RECURSOS ESPECIAIS — REsp 1947718
Análise documental baseada na ementa oficial do Superior Tribunal de Justiça, organizada para consulta e compreensão do precedente.
Comentário editorial
Nesta leitura prática, a decisão é organizada para mostrar o que o STJ efetivamente registrou e quais dados devem ser conferidos antes de transportar o entendimento para uma situação cotidiana. O recorte processual é REsp, julgado por SEXTA TURMA, sob relatoria de SEBASTIÃO REIS JÚNIOR.
Para o cidadão, o ponto essencial é não tratar a ementa como uma regra automática: fatos, pedidos, fase processual e legislação aplicável precisam ser comparados com o caso concreto. Quando o julgamento repercutir em mobilidade, veículos, sanções ou direitos do condutor, essa conexão deve estar expressa no próprio texto oficial.
Pontos centrais da ementa
- O Estado possui o dever-poder de controle e fiscalização ambiental, além do inerente exercício do poder de polícia.

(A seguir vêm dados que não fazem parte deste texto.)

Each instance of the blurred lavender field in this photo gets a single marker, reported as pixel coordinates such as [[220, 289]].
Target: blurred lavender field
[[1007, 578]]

- Assim, é possível o ingresso em área privada, não enquadrada no conceito de domicílio, sem autorização judicial prévia, para realização de fiscalização e estudo técnico para verificar ocorrência de crime ambiental.
- O indeferimento de pedido de realização de exame pericial, quando devidamente motivado, não configura cerceamento de defesa, por ser a discricionariedade o critério norteador do juízo de necessidade.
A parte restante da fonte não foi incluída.